Researchers examined the responses of intestinal mucosal barrier functions to simulated weightlessness, by using the hindlimb unloading rats model. Exposure to microgravity or weightlessness leads to various adaptive and pathophysiological alterations in digestive structures and physiology. 

Compared with normal controls, simulated weightlessness damaged the intestinal villi and structural integrity of tight junctions, up-regulated the expression of pro-apoptotic protein Bax while down-regulated the expression of anti-apoptotic protein Bcl-2, thus improved the intestinal permeability. It could also influence intestinal microbiota composition with the expansion of Bacteroidetes and a decrease of Firmicutes.

Exposure to microgravity leads to alternations in multiple systems, such as cephalad fluid shift, space motion sickness, muscle atrophy, bone demineralization, and immune system dysregulation. It could also cause various adaptive and pathophysiological alterations in digestive structures and physiology, thus induce slowdown of nutrient digestion and absorption, and disorder of intestinal immunity 


Previous studies have demonstrated that the hindlimb unloading, a well-accepted ground-based spaceflight analog, can impair the integrity of intestine and reduce its ability against bacterial infection. It indicated that during spaceflight the intestine encounters increased risk for microbial infection.

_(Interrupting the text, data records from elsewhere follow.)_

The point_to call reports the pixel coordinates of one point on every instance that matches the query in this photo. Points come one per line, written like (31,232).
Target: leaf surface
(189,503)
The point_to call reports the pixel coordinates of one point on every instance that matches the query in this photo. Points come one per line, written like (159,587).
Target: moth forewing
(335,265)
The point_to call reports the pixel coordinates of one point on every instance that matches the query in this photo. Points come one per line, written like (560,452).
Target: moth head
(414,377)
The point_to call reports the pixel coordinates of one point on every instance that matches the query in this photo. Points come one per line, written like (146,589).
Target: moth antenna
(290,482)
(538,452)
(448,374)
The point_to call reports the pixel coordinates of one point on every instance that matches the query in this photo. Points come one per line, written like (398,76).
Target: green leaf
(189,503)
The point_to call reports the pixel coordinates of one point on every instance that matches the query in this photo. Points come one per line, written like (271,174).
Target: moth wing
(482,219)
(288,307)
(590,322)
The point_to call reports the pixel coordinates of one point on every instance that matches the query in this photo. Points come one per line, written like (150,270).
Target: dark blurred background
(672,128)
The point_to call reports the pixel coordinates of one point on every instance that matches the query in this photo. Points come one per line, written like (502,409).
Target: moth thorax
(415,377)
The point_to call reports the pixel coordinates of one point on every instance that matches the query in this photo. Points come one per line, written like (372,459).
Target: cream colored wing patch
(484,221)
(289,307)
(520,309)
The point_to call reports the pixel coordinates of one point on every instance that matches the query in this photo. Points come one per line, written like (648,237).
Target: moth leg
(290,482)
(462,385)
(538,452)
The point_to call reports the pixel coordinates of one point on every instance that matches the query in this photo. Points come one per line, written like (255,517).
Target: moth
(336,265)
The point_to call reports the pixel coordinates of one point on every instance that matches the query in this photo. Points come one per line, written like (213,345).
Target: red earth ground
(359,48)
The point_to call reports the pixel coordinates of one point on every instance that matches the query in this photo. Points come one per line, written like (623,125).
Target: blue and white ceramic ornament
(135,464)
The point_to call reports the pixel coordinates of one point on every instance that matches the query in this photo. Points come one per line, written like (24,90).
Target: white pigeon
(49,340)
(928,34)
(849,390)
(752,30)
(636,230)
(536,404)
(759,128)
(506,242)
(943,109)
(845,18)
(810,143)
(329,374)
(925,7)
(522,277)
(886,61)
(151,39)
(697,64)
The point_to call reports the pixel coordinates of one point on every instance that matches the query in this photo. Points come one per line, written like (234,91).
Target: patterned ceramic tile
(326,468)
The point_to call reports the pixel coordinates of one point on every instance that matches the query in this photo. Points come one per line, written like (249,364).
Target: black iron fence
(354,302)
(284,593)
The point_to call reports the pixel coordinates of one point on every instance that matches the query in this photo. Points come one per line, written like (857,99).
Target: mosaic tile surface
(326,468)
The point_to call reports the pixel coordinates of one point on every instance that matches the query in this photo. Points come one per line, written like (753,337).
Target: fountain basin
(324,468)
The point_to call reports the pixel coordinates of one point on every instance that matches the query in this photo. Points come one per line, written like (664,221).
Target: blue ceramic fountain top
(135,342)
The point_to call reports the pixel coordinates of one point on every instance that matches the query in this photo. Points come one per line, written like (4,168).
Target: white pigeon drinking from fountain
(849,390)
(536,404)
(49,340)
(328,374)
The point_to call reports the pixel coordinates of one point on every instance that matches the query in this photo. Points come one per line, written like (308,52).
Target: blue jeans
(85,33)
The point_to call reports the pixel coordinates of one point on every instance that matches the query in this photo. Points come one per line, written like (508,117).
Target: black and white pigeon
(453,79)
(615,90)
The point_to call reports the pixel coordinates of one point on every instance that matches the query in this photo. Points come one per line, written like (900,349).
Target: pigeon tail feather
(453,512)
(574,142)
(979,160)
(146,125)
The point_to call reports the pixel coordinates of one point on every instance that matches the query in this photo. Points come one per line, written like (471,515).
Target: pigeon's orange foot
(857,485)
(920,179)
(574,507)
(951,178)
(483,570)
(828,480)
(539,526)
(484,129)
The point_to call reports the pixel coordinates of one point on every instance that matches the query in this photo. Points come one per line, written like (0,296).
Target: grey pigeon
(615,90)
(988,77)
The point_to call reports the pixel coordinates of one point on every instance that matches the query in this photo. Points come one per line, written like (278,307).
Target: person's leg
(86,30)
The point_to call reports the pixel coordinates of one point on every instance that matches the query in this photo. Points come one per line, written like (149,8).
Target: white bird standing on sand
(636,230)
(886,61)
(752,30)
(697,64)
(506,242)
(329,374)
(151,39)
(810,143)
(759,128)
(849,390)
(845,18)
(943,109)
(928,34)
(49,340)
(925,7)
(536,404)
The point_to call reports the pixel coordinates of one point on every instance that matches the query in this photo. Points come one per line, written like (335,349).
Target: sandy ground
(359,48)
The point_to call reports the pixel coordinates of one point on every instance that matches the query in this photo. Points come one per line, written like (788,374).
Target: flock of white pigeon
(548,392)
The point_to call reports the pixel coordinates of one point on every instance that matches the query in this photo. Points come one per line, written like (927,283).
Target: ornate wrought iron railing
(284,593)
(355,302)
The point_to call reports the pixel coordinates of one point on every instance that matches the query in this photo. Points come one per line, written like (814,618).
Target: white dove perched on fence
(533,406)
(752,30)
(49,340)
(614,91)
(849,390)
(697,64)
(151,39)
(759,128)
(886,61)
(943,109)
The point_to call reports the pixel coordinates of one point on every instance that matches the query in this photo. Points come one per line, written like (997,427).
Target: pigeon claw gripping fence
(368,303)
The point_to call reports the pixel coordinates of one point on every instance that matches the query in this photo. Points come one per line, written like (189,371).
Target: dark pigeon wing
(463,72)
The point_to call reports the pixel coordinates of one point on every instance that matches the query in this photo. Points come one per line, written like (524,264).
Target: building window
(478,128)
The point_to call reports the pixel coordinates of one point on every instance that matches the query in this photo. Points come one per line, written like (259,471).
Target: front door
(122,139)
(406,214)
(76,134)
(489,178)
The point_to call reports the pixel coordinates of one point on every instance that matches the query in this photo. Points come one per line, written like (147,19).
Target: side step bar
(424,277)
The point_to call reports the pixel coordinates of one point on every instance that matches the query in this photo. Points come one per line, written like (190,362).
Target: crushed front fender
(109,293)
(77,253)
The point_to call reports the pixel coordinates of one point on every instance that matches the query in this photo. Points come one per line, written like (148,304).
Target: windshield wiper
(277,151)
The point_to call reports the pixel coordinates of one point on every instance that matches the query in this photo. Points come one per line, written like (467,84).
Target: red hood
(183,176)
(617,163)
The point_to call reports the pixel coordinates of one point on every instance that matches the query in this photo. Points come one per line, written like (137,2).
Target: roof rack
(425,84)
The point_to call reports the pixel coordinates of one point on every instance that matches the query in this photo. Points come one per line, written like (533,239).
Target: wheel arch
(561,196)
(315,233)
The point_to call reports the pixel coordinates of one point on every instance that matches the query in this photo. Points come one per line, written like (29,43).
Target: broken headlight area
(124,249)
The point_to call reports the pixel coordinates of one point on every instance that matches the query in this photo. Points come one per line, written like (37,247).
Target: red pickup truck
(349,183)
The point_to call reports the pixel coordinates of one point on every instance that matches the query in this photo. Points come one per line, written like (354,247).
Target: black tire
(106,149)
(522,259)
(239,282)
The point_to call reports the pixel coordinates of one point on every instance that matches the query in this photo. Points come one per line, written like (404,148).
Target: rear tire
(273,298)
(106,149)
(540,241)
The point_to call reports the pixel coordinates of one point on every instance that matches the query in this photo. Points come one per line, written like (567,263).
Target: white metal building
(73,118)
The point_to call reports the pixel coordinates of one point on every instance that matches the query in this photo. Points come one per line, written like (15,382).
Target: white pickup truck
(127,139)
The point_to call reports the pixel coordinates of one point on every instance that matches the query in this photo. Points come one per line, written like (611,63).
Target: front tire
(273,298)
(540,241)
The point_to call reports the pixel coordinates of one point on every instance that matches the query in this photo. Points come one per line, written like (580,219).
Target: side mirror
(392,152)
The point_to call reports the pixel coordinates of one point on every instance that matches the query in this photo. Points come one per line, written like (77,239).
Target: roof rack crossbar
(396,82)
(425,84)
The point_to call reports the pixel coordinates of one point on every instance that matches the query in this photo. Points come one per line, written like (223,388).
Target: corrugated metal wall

The microgravity and related low fluid shear dynamics has also been proved to be able to regulate microbial gene expression, physiology and pathogenesis. The present study was conducted to investigate the response of intestinal barrier functions of rats to hindlimb unloading, a well-accepted weightlessness analog.

In detail, the structure of intestine was observed; the expressions of apoptosis-associated proteins and tight junction-related proteins in ileum were analyzed; the levels of several serum inflammatory cytokines and peripheral blood cells were detected. Furthermore, the change of TLRs/MyD88/NF-κB signaling pathway in response to hindlimb unloading was investigated.


More importantly, the influence of gut microbiota under simulated weightlessness at species level was studied, the bacterial metagenomes of gut microbiota were predicted from 16S rRNA data, and categorized by function with Kyoto Encyclopedia of Genes and Genomes (KEGG) ontology.

The present study employed a hindlimb unloading rats model to examine the response of the intestinal mucosal barrier function of rats to simulated weightlessness.  The hindlimb unloading model, also known as tail suspension, is a well-established ground-based approach simulating certain physiological effects during space flight. 

Under microgravity, the absence of hydrostatic pressure gradient results in redistribution of the blood from veins of the lower limbs to the chest and head, which are similar to that induced by the tail suspension. The environmental stress in space can perturb the structure and composition of intestinal bacterial communities even during short spaceflights.


Microgravity or simulated weightlessness has been shown to induce dysbiosis in intestinal microbiota. The current findings emphasize the necessity of monitoring and regulating astronauts’ intestinal health during real space flights. Results also highlight the importance of intestinal mucosal barrier functions in the health status of astronauts.

In the future work, the mechanisms by which the real weightlessness interacts with intestinal mucosal barrier functions will be elucidated, which will provide clues for developing rational avenues and countermeasures to prevent breakdowns in intestinal homeostasis of crewmembers.